さらに上には、ガスコンロ用の廃品、(鋳物でないプレスの)五徳をセットします。プレスの五徳の特徴はモノコック構造であることで、面構造なのでこれで上部をフタされることによってもみがらから発生した可燃ガスが中筒に吸い込まれやすくなっている、という効果も、もしかしたらあるかもしれません。
でも一番の要因は、中筒内には上昇気流が起こるので、ベルヌーイの定理(移動する流体の周囲には負圧が生じる)によって蒸し焼きされたもみがらから発生したバイオガスが中筒内に引き寄せられるのだと思います(そういうことではスワールで上昇気流の加勢を狙うのは正解か?)。
↑ペール缶を置く際は、まずレンガを三つ置いて、ペール缶の底が浮くようにして(底の空気穴から空気が吸われやすいようにして)セットします。その後、中筒を入れ、パイプ(ビニールハウス用19φパイプの廃材)を3本セットし、中筒にもみがらが入らないようなカバーを被せ、もみがらを中筒の外側に流し込みます。

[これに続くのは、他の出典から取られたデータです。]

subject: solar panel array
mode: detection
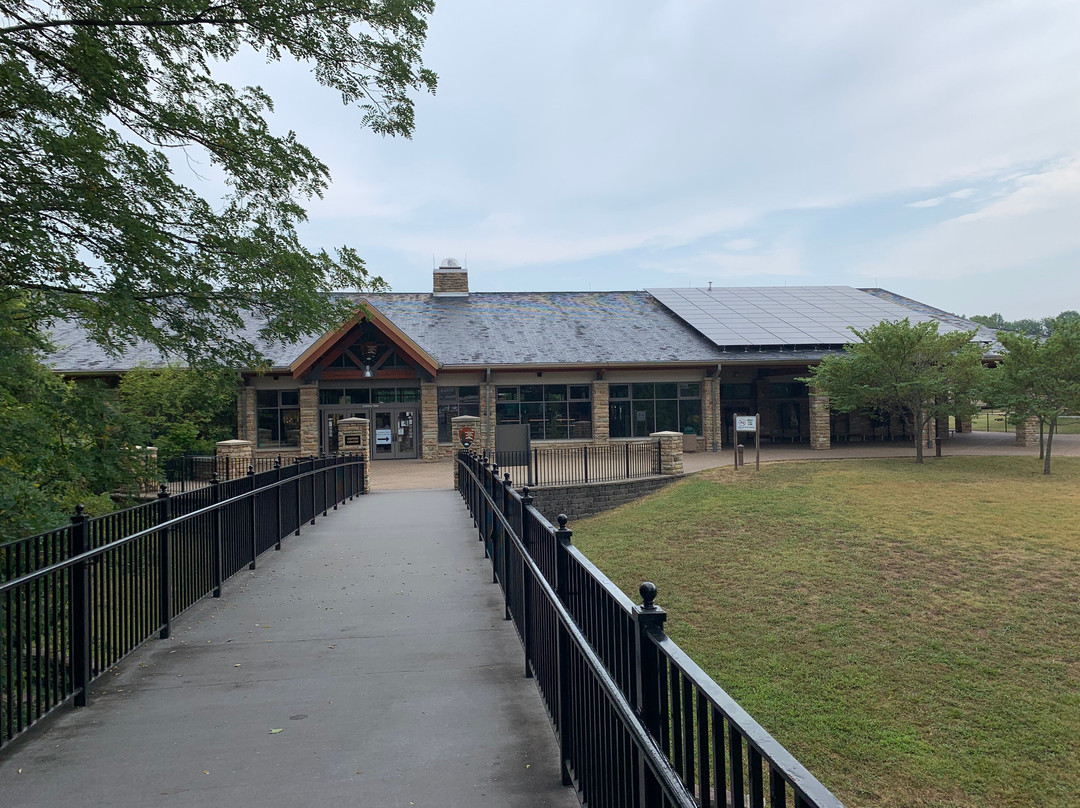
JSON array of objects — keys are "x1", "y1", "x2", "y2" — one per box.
[{"x1": 646, "y1": 286, "x2": 963, "y2": 347}]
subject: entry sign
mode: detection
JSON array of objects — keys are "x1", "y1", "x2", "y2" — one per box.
[
  {"x1": 458, "y1": 426, "x2": 476, "y2": 448},
  {"x1": 735, "y1": 415, "x2": 757, "y2": 432},
  {"x1": 375, "y1": 428, "x2": 393, "y2": 446},
  {"x1": 344, "y1": 435, "x2": 362, "y2": 446}
]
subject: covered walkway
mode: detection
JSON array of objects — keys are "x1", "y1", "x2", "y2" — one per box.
[{"x1": 0, "y1": 491, "x2": 577, "y2": 808}]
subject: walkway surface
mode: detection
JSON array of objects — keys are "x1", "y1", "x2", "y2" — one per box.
[{"x1": 0, "y1": 491, "x2": 578, "y2": 808}]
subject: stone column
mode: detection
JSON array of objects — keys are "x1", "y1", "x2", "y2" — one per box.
[
  {"x1": 299, "y1": 383, "x2": 319, "y2": 456},
  {"x1": 650, "y1": 431, "x2": 684, "y2": 476},
  {"x1": 955, "y1": 417, "x2": 972, "y2": 434},
  {"x1": 1016, "y1": 416, "x2": 1040, "y2": 447},
  {"x1": 237, "y1": 386, "x2": 257, "y2": 443},
  {"x1": 920, "y1": 418, "x2": 937, "y2": 447},
  {"x1": 809, "y1": 389, "x2": 831, "y2": 450},
  {"x1": 420, "y1": 380, "x2": 439, "y2": 460},
  {"x1": 591, "y1": 380, "x2": 610, "y2": 442},
  {"x1": 451, "y1": 414, "x2": 483, "y2": 488},
  {"x1": 216, "y1": 439, "x2": 253, "y2": 480},
  {"x1": 480, "y1": 382, "x2": 497, "y2": 450},
  {"x1": 336, "y1": 417, "x2": 370, "y2": 493},
  {"x1": 935, "y1": 416, "x2": 950, "y2": 442}
]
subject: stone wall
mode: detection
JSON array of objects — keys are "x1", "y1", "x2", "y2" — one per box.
[
  {"x1": 526, "y1": 476, "x2": 679, "y2": 525},
  {"x1": 432, "y1": 270, "x2": 469, "y2": 294},
  {"x1": 238, "y1": 386, "x2": 257, "y2": 443},
  {"x1": 1016, "y1": 416, "x2": 1040, "y2": 447}
]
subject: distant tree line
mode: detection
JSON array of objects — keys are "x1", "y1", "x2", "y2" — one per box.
[{"x1": 966, "y1": 310, "x2": 1080, "y2": 337}]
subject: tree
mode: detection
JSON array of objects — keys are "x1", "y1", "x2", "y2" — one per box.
[
  {"x1": 802, "y1": 319, "x2": 986, "y2": 463},
  {"x1": 985, "y1": 317, "x2": 1080, "y2": 475},
  {"x1": 0, "y1": 299, "x2": 143, "y2": 542},
  {"x1": 118, "y1": 366, "x2": 238, "y2": 460},
  {"x1": 0, "y1": 1, "x2": 436, "y2": 366},
  {"x1": 967, "y1": 310, "x2": 1080, "y2": 339}
]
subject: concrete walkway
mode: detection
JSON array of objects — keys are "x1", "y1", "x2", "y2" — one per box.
[{"x1": 0, "y1": 491, "x2": 577, "y2": 808}]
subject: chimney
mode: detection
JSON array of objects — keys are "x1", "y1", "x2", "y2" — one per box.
[{"x1": 433, "y1": 257, "x2": 468, "y2": 296}]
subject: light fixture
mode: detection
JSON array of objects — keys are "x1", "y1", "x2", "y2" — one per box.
[{"x1": 362, "y1": 364, "x2": 374, "y2": 379}]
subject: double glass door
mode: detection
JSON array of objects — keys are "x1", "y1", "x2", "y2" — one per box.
[
  {"x1": 372, "y1": 408, "x2": 416, "y2": 459},
  {"x1": 321, "y1": 406, "x2": 417, "y2": 459}
]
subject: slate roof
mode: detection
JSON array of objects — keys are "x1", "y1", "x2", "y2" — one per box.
[
  {"x1": 363, "y1": 291, "x2": 723, "y2": 366},
  {"x1": 647, "y1": 285, "x2": 998, "y2": 349},
  {"x1": 44, "y1": 286, "x2": 997, "y2": 373}
]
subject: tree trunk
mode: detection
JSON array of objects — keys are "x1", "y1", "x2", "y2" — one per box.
[
  {"x1": 1039, "y1": 418, "x2": 1045, "y2": 460},
  {"x1": 914, "y1": 408, "x2": 924, "y2": 464},
  {"x1": 1043, "y1": 418, "x2": 1056, "y2": 475}
]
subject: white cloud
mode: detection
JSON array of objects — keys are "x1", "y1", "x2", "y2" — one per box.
[
  {"x1": 907, "y1": 196, "x2": 946, "y2": 208},
  {"x1": 860, "y1": 158, "x2": 1080, "y2": 280},
  {"x1": 724, "y1": 238, "x2": 758, "y2": 251}
]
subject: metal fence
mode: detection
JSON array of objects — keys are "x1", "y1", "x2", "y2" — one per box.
[
  {"x1": 495, "y1": 440, "x2": 661, "y2": 487},
  {"x1": 457, "y1": 451, "x2": 845, "y2": 808},
  {"x1": 156, "y1": 454, "x2": 282, "y2": 492},
  {"x1": 0, "y1": 454, "x2": 365, "y2": 750}
]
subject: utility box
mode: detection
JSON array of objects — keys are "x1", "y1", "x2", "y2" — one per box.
[{"x1": 682, "y1": 428, "x2": 698, "y2": 453}]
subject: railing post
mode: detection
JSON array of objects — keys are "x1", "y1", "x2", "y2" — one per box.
[
  {"x1": 157, "y1": 484, "x2": 173, "y2": 640},
  {"x1": 309, "y1": 457, "x2": 317, "y2": 525},
  {"x1": 294, "y1": 457, "x2": 302, "y2": 536},
  {"x1": 248, "y1": 464, "x2": 257, "y2": 570},
  {"x1": 521, "y1": 487, "x2": 534, "y2": 679},
  {"x1": 626, "y1": 441, "x2": 631, "y2": 478},
  {"x1": 583, "y1": 444, "x2": 590, "y2": 483},
  {"x1": 554, "y1": 512, "x2": 574, "y2": 787},
  {"x1": 70, "y1": 504, "x2": 91, "y2": 707},
  {"x1": 501, "y1": 473, "x2": 513, "y2": 621},
  {"x1": 211, "y1": 472, "x2": 223, "y2": 598},
  {"x1": 634, "y1": 581, "x2": 668, "y2": 807},
  {"x1": 274, "y1": 458, "x2": 283, "y2": 551}
]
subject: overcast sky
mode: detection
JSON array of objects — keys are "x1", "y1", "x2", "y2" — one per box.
[{"x1": 223, "y1": 0, "x2": 1079, "y2": 319}]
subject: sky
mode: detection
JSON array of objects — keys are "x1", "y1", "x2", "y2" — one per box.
[{"x1": 217, "y1": 0, "x2": 1079, "y2": 320}]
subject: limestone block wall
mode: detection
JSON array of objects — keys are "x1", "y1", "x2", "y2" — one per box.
[
  {"x1": 299, "y1": 384, "x2": 319, "y2": 455},
  {"x1": 651, "y1": 431, "x2": 683, "y2": 476},
  {"x1": 216, "y1": 439, "x2": 253, "y2": 479},
  {"x1": 591, "y1": 380, "x2": 610, "y2": 442},
  {"x1": 1016, "y1": 416, "x2": 1040, "y2": 447},
  {"x1": 526, "y1": 477, "x2": 679, "y2": 525}
]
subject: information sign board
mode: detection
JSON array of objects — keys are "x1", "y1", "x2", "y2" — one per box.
[
  {"x1": 735, "y1": 415, "x2": 758, "y2": 432},
  {"x1": 375, "y1": 428, "x2": 392, "y2": 446}
]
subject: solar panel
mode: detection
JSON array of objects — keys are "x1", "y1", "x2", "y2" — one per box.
[{"x1": 646, "y1": 286, "x2": 965, "y2": 347}]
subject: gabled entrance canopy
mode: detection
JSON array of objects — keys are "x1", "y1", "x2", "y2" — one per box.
[{"x1": 290, "y1": 302, "x2": 440, "y2": 383}]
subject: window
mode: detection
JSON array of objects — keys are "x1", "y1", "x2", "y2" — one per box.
[
  {"x1": 437, "y1": 386, "x2": 480, "y2": 442},
  {"x1": 609, "y1": 382, "x2": 701, "y2": 438},
  {"x1": 319, "y1": 387, "x2": 371, "y2": 405},
  {"x1": 769, "y1": 381, "x2": 807, "y2": 399},
  {"x1": 256, "y1": 390, "x2": 300, "y2": 448},
  {"x1": 319, "y1": 386, "x2": 419, "y2": 405},
  {"x1": 495, "y1": 384, "x2": 592, "y2": 440},
  {"x1": 720, "y1": 383, "x2": 754, "y2": 400}
]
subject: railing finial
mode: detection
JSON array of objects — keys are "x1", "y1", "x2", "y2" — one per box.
[
  {"x1": 640, "y1": 581, "x2": 658, "y2": 610},
  {"x1": 75, "y1": 503, "x2": 85, "y2": 516},
  {"x1": 557, "y1": 513, "x2": 568, "y2": 529}
]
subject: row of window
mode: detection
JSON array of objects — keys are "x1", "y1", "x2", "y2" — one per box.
[{"x1": 256, "y1": 381, "x2": 802, "y2": 447}]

↑中筒の内部にも少しもみがらが落ちるのですが、写真の程度であれば問題ありません。缶の底の穴が完全に塞がれてしまっていると、点火がうまくいかないことがあるので、そのあたりを考慮して中筒のパンチング材の大きさを決めるといいように思います(ウチで使っているのはちょっと穴が大きすぎか?)。

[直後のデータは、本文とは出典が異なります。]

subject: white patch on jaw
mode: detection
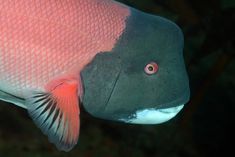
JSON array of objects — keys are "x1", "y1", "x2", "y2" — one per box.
[{"x1": 120, "y1": 105, "x2": 184, "y2": 124}]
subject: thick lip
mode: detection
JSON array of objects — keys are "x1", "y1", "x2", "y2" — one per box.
[
  {"x1": 119, "y1": 104, "x2": 184, "y2": 124},
  {"x1": 152, "y1": 90, "x2": 190, "y2": 110}
]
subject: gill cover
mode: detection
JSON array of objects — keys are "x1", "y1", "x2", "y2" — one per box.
[{"x1": 81, "y1": 52, "x2": 122, "y2": 119}]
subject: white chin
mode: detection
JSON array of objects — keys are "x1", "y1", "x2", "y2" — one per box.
[{"x1": 120, "y1": 105, "x2": 184, "y2": 124}]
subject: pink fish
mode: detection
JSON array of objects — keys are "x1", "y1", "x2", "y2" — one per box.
[{"x1": 0, "y1": 0, "x2": 190, "y2": 152}]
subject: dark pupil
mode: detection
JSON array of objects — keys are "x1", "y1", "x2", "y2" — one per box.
[{"x1": 148, "y1": 66, "x2": 154, "y2": 71}]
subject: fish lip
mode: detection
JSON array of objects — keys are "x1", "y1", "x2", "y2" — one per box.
[
  {"x1": 117, "y1": 91, "x2": 189, "y2": 124},
  {"x1": 153, "y1": 89, "x2": 190, "y2": 110},
  {"x1": 158, "y1": 104, "x2": 184, "y2": 114},
  {"x1": 119, "y1": 104, "x2": 185, "y2": 124}
]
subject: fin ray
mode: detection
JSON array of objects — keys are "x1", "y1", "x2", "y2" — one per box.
[{"x1": 26, "y1": 80, "x2": 80, "y2": 151}]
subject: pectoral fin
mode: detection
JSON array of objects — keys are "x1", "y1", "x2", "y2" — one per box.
[{"x1": 26, "y1": 80, "x2": 80, "y2": 151}]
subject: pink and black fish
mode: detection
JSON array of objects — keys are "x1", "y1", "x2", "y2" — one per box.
[{"x1": 0, "y1": 0, "x2": 190, "y2": 151}]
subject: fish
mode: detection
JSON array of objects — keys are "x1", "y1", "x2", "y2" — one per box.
[{"x1": 0, "y1": 0, "x2": 190, "y2": 152}]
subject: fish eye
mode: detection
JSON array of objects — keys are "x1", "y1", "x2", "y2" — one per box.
[{"x1": 144, "y1": 62, "x2": 158, "y2": 75}]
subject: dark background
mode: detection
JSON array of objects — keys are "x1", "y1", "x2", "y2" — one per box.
[{"x1": 0, "y1": 0, "x2": 234, "y2": 157}]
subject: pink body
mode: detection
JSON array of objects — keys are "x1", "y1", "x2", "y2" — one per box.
[
  {"x1": 0, "y1": 0, "x2": 130, "y2": 98},
  {"x1": 0, "y1": 0, "x2": 130, "y2": 151}
]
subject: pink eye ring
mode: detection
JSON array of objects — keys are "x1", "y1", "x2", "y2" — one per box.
[{"x1": 144, "y1": 62, "x2": 159, "y2": 75}]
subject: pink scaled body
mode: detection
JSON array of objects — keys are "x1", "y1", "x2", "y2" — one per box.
[
  {"x1": 0, "y1": 0, "x2": 130, "y2": 151},
  {"x1": 0, "y1": 0, "x2": 129, "y2": 97}
]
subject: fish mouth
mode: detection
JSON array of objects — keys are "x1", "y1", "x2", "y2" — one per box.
[{"x1": 119, "y1": 104, "x2": 184, "y2": 124}]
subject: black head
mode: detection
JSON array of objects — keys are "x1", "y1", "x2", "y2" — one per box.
[{"x1": 81, "y1": 8, "x2": 190, "y2": 124}]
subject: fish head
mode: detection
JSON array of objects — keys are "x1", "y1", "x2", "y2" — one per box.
[{"x1": 81, "y1": 9, "x2": 190, "y2": 124}]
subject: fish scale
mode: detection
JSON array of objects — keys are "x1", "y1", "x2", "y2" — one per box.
[
  {"x1": 0, "y1": 0, "x2": 129, "y2": 97},
  {"x1": 0, "y1": 0, "x2": 130, "y2": 151}
]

点火は、杉の枯葉が本式ですが、ウチは邪道なので自動カンナの削りカスに天ぷら廃油をしみこませたものを使用しています。手ガンナの削りカスだと、長いのでトングでつまんだときにつまみにくく、その点で自動カンナの短いチップが最適。チェーンソーの削りカスでも代用できます)。天ぷら廃油は燃焼時の臭いの点で優れているのですが、着火性に劣るので火がつきにくい場合は灯油を少し混ぜてみてください。
火がついたら、そこに小枝を少しくわえます。蒸し焼きされたもみがらから発生したガスに火をつけるため、比較的長めの小枝を2〜3本入れておきます。
↑ある程度、温度が上がってしまえば、ステンレスのパンチング材も赤熱し、それも火種になるようです。写真はご飯を炊き終えた後の状態。小枝が燃えているうちは少し煙が出ますが、ガス化が進めば燃焼による煙はなくなり、白い煙は土鍋から湯気だけになります。
ぬかくどを使ったご飯の炊き方に関しては、こちらのブログを参考にしてください。
「もみがら」という素材は、硬くて、水を含みにくく、分解されにくいので、堆肥にするには向かないのだけれど、空気を含みやすく乾燥しているので、燃料としてはとても面白い材料だったりします。蒸し焼きにすると木炭みたいに可燃ガスを発生、しかも、ぬかくどで燃料として使い終わった後には灰ではなく、燻炭ができます。ペール缶ぬかくど、ぜひみなさんも試してみてください。そしてもっといい方法を見つけて、教えていただけるとうれしいです。